2008-02-05
"Bad things" about Belgrade...
My (virtual) neighbour P. Plener draws our attention to a new blog on/from Belgrade - belgrade 2.0. While his posting links us to interesting you-tubed video clips on 1930s Belgrade, also that weblog's "mission statement" deserves attention: Most foreign guides will treat Belgrade like Hitchhikers guide treats Earth, only with a few pages, at best. This one is created to fill the gap, to help those that plan to come, and to help others decide whether to come at all. It is supposed to be honest in a way that you can read about the bad things as well as the good ones, the places to avoid as well as the places not to be missed.
At a Kosovo ski resort...
There's been a lot about tourism in the Balkan-related media in recent months, and among the articles I failed to point out here in time, too busy with offline duties, are items with titles such as Tourists flock to Southeast Europe for holidays, At a Kosovo ski resort, a fragile comity endures, Albanian Tourism between Statistics and Reality, or Summer in the Balkans rich in cultural events. Also, Novi Sad's legendary EXIT has received the award for "Best European Festival" (here), and ESI's Verena Kraus has published a guidebook on Kosovo, though it is not, as claimed, "the very first travel guidebook ever written on Kosovo alone" (I have one here, in German; not so great) - "Kosovo has many more secrets to share than is commonly believed."
Ottoman cities in Berlin
The Zentrum Moderner Orient in Berlin seems to emerge as an interesting spot on the map. This (academic) year they're organizing a seminar series on Ottoman Urban Studies, and at least two of the lectures should be hightlighted on this weblog: Balkan Cities 1878-1912: Cosmopolitanism and Nationalisms (March 31) by the popular Dr. Bojan Aleksov, now of London; and Cosmopolitanism and the Urban Governance of a Balkan Town – Sofia in the Late 18th - Early 19th Centuries (February 25) by the Ottomanist Gergana Georgieva, specialized on urban history. The complete list of seminars can be seen, inter alia, here.
Whoever happens to be near Harvard this week...
...and has absolutely nothing better to, may consider joining my presentation at the Kokkalis Balkans workshop. The cryptic title of my talk is Intercultural Pasts as a Problem in the Construction of National Programs of Cultural Heritage in Modern Southeast Europe. The date is 8 February 2008, the time 3:15PM.

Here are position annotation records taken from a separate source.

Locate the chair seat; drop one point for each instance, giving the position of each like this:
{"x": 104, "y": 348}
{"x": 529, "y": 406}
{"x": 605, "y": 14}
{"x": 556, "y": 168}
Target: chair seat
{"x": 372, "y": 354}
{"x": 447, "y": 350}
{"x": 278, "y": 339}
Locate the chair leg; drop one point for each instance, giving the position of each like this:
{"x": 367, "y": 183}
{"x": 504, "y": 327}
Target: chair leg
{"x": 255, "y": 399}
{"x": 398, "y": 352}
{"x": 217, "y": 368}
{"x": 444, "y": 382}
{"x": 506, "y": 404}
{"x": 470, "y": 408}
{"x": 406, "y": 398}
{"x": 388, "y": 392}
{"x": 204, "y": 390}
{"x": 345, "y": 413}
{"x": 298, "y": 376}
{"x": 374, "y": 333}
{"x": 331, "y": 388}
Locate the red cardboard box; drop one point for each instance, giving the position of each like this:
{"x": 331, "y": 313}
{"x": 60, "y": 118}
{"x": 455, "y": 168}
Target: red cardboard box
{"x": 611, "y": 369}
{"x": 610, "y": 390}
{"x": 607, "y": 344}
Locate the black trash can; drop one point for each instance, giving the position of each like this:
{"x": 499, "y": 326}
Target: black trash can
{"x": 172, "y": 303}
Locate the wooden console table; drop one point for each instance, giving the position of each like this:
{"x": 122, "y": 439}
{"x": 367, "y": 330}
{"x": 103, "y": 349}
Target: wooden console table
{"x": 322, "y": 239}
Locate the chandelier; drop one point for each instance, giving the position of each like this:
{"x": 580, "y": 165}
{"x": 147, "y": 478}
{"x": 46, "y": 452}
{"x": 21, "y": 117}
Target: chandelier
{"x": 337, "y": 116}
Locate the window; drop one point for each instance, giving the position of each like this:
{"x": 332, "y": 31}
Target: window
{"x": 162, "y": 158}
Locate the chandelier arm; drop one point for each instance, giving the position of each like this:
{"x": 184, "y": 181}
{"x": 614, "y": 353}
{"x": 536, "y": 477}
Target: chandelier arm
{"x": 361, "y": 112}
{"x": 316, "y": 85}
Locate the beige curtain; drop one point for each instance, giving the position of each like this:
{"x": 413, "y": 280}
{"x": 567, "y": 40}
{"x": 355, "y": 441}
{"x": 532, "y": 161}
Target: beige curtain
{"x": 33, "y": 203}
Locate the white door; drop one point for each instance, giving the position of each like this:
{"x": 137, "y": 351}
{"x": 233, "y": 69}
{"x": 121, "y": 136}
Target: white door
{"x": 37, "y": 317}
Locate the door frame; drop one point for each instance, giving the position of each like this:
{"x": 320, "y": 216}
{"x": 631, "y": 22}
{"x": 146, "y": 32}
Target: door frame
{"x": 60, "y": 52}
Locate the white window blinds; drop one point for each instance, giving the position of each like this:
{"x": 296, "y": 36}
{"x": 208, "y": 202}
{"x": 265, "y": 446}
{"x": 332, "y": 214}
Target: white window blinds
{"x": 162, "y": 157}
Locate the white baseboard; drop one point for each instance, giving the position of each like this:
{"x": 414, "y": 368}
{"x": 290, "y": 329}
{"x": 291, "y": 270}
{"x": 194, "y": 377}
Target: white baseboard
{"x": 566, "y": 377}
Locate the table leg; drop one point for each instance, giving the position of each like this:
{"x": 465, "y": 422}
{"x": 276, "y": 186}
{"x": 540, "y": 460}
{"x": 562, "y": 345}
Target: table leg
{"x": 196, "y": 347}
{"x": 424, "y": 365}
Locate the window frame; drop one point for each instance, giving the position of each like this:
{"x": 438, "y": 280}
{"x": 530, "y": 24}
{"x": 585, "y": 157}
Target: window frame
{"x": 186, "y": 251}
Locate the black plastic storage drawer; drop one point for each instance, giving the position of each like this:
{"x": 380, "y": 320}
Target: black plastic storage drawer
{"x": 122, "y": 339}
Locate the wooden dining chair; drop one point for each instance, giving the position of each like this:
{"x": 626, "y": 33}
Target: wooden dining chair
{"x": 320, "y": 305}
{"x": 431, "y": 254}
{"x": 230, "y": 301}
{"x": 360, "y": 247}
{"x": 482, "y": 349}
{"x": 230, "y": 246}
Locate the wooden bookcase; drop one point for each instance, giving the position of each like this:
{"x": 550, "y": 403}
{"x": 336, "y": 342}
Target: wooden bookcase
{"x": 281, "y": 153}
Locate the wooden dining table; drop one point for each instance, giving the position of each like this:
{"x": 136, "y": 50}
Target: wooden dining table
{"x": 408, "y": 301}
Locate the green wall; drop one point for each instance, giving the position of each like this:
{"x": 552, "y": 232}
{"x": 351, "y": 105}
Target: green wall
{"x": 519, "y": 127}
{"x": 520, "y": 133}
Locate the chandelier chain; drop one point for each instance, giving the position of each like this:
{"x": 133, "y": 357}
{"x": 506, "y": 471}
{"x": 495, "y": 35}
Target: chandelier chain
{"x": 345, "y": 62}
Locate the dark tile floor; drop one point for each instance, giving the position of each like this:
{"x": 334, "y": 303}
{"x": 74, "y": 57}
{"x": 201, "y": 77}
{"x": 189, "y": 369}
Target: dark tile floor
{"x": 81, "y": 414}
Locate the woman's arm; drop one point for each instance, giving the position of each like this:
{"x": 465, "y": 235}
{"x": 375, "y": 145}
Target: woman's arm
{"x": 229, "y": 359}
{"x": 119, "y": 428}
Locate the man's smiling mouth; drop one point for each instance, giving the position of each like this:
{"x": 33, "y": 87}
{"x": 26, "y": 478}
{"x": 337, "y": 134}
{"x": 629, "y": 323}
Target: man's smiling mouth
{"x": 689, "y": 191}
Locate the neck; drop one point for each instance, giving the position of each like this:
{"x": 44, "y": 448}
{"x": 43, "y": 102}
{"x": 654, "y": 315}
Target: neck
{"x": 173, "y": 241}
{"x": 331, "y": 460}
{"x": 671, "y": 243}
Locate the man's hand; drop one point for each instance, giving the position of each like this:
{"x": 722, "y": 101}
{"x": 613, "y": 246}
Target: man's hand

News from the cultural heritage front
The 16th-century Hadum Mosque in Djakovica/Gjakova (Kosovo), more concretely its (early 19th-century?) wall paintings (pic), will be restored by the Swedish NGO Cultural Heritage Without Borders (CHWB); this time financed by UNESCO. It is, in fact, the first UNESCO-funded project in Kosovo following the international Donors’ Conference held in Paris in 2005. It's nice to see that now also wall paintings, not only architecture, become subject to expert restorations. [In Bosnia, some of these are now lost; not through the war, but through Saudi-funded restorations, during which the flamboyantly painted original interiors came to be whitewashed (cf. article by Michael Sells).] Another 2008 project of CHWB will be 15th-century hamam of Prishtina. At least a part of the funds for the project will not come from international donors, but by the municipality, which has secured 250.000 Euros for that purpose (read announcement).